Note: Output: experience salary count 6.000000 6.000000 mean 5.666667 80.000000 std 3.011091 28.982753 min 2.000000 45.000000 25% 3.500000 62.500000 50% 5.500000 77.500000 max 10.000000 130.000000 In one glance: experience runs 2–10 years (average 5.7), salary 45–130k (average 80, but a wide std of 29 — so salaries vary a lot). The 50%~ row is the median. Already we suspect salary is spread unevenly.

Step 3: univariate analysis (one column at a time)

Univariate means “one variable”. You look at a single column on its own to learn its distribution — where values cluster, and whether any outliers lurk. A histogram is the classic tool.

A histogram of one column — univariate analysis

import matplotlib.pyplot as plt

df['salary'].plot(kind='hist', bins=5, title='Salary distribution')
plt.xlabel('Salary (thousands)')
plt.show()

Note: Output: (A histogram with most bars between 45 and 90, and one lonely bar out near 130.) The lonely high bar at 130 is a possible outlier — one person earns far more than the rest. EDA just turned a hidden fact into a question: who is that, and should they skew our averages?

Step 4: bivariate analysis (two columns together)

Bivariate means “two variables”. Now you ask whether two columns relate. The quickest numeric tool is the correlation matrix; the quickest picture is a heatmap, where colour shows the strength of each correlation.
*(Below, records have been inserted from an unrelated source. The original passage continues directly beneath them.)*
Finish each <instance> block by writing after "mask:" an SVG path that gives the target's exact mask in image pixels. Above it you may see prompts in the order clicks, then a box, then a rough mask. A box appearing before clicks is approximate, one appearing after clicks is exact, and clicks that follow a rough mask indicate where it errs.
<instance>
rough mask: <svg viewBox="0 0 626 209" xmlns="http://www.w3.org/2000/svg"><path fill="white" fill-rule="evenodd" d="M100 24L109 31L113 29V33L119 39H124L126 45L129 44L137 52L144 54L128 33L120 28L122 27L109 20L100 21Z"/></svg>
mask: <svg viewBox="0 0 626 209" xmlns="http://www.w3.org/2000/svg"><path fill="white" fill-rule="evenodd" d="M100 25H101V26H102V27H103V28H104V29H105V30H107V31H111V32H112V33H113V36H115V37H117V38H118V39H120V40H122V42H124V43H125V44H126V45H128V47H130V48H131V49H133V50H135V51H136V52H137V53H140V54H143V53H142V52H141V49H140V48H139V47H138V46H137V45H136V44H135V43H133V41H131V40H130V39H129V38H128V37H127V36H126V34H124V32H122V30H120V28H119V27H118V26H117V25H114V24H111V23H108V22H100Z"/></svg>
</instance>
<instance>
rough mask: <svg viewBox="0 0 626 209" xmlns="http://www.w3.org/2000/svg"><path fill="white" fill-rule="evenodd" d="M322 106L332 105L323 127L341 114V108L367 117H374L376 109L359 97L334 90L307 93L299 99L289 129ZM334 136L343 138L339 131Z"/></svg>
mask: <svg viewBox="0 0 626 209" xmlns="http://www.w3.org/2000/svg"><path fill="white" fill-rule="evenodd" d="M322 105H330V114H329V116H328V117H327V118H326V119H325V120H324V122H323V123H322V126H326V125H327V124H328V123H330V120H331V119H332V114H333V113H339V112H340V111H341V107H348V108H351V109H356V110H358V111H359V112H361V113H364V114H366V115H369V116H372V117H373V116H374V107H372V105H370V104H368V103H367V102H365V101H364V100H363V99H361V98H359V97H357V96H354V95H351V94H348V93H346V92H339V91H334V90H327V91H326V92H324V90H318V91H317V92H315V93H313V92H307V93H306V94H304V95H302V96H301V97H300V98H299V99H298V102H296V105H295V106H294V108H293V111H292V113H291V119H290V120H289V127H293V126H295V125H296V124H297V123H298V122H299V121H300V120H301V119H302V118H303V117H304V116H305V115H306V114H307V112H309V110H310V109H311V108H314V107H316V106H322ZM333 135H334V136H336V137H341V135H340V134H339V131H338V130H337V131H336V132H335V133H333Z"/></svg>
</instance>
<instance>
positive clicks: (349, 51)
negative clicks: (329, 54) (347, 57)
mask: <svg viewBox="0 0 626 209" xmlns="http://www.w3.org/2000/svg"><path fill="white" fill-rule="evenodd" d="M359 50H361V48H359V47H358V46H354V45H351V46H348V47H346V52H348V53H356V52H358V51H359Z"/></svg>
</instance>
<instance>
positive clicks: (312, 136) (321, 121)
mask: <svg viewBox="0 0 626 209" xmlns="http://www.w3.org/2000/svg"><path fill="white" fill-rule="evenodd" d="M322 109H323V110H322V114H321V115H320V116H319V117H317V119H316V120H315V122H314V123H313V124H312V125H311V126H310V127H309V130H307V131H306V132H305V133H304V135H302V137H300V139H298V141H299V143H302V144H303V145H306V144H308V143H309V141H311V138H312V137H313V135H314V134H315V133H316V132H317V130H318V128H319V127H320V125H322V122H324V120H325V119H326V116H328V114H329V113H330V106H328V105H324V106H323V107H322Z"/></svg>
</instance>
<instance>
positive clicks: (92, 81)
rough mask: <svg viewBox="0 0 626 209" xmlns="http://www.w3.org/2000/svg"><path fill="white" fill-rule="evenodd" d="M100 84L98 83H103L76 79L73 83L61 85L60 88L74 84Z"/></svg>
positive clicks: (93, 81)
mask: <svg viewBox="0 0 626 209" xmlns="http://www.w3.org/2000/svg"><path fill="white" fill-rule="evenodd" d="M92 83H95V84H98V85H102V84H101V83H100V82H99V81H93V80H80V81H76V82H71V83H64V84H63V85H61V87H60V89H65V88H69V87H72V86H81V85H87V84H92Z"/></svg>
A correlation heatmap — bivariate analysis at a glance

import seaborn as sns
import matplotlib.pyplot as plt

corr = df[['experience', 'salary']].corr()
sns.heatmap(corr, annot=True, cmap='coolwarm')
plt.title('Correlation heatmap')
plt.show()

Note: Output: (A 2×2 grid of coloured squares. The experience–salary squares are warm/red with the number 0.86 printed on them; the diagonal shows 1.0.) annot=True printed the numbers; the warm colour and 0.86 say experience and salary rise together strongly. On a wide table with 20 columns, this single picture shows every pair’s relationship at once — which is why heatmaps are the signature EDA chart.

EDA step	Question	Tools
Overview	How big? What types? Any gaps?	`shape`, `info`
Summary	What are typical values?	`describe()`
Univariate	How is one column spread?	histogram, `value_counts()`
Bivariate	Do two columns relate?	scatter, `corr()`, heatmap

Tip: EDA is detective work, not report-writing. Print, chart, and ask “does that look right?” at every step. The questions you raise here (outliers? a strong correlation?) become the things you clean, test and model next.

Watch out: Do not skip straight to a model because the data “looks fine”. The 130k salary above would silently pull up averages and confuse a model. EDA catches problems like outliers and skew before they poison everything downstream.

Q. You make a scatter plot of two numeric columns to see if they move together. What kind of analysis is this?

Answer: Looking at two variables together (here, with a scatter plot) is bivariate analysis. Studying one column on its own would be univariate.

✍️ Practice

On any dataset, run describe() and write one sentence about the spread of each numeric column.
Draw a histogram of one column (univariate) and a correlation heatmap of all numeric columns (bivariate), and note one thing each reveals.

🏠 Homework

Take a real CSV and write a short EDA report: shape and types, a describe() summary, one histogram, and a correlation heatmap. End with two questions the exploration raised.